Dennis E. Reedy Railroad and Coalmining Museum

21 Main Street
Clinchco, VA 24226

276-865-9593

About Us :

The Reedy Museum in Clinchco, Virginia, houses a vast collection of railroad and coal mining tools and memorabilia. Its a world of things that were once ordinary and practical, but are now extraordiary and obsolete. The metal and iron and tin objects are gritty reminders of a back-breaking industrial period in Dickenson County's history.

The Reedys, Dennis and his parents, Edward and the late Edith Reedy, housed most of their collection in a two-room building beside their house in Clinchco, creating a very unique museum. Dennis began collecting the artifacts of the coal mining and railroading industry over 30 years ago while he was in elementary school.

Dickenson County is home to one of the largest underground stores of coal in the world, so Dennis was in a good place geographically to find relics of the industry.

In a visit to the museum you will discover shelf after shelf packed with things that will stir memories or peak your curiosity. In addition to tools you will also see everything from fossils recovered from strip mines by Edward Reedy, to post office boxes that once sat in the old Clinchco Post Office.

Dickenson County is a place rich in history, from the first pioneers to to the loggers and miners who toiled to turn the county's forest and mineral wealth into profits for the companies they worked for.

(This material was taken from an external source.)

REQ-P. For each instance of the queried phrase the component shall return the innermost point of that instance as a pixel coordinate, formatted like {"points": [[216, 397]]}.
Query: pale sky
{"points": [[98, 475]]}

Dennis Reedy grew up hearing stories about the old days from his parents and grandparents. His mother, Edith, grew up in Dante, another coal mining camp in Russell County, Virginia. His father, Edward, was a lumberman and strip miner from way back.

Young Reedy developed a fascination for the things that people used to earn a living and furnish their homes during that period of history. The Reedys believe that preserving the history of working people - who toiled for low wages under dangerous conditions - is very important.

Dennis scours junk shops, auctions, estate sales and flea markets for items to add to his collection. Many items have also been donated to the museum by other local residents.

Since the museum is privately owned and personally funded by the Reedys, they have chosen to never charge admission to view their collection. Dennis is now married. He resides in Haysi with his wife, Diana. Edith Reedy passed away a few years ago, and now Edward Reedy has taken over most of the responsibilty of showing the museum to interested tourists, school groups, and other visitors.

The Reedys opened the museum so others could enjoy their collection. The first person to sign the register did so on August 18, 1991. Since then the register has been signed by visitors from all over the world. They note that some weeks no one at all visits the museum, then other days they are flooded with visitors. Many come to learn more about the way their parents or grandparents lived. Others just stop by to take a stroll back in history.

While the Reedys value their vast collection of railroad and coal mining relics, all the money and time they have invested to preserve a portion of Dickenson County's history for future generations has proven them to be the true treasures to their community.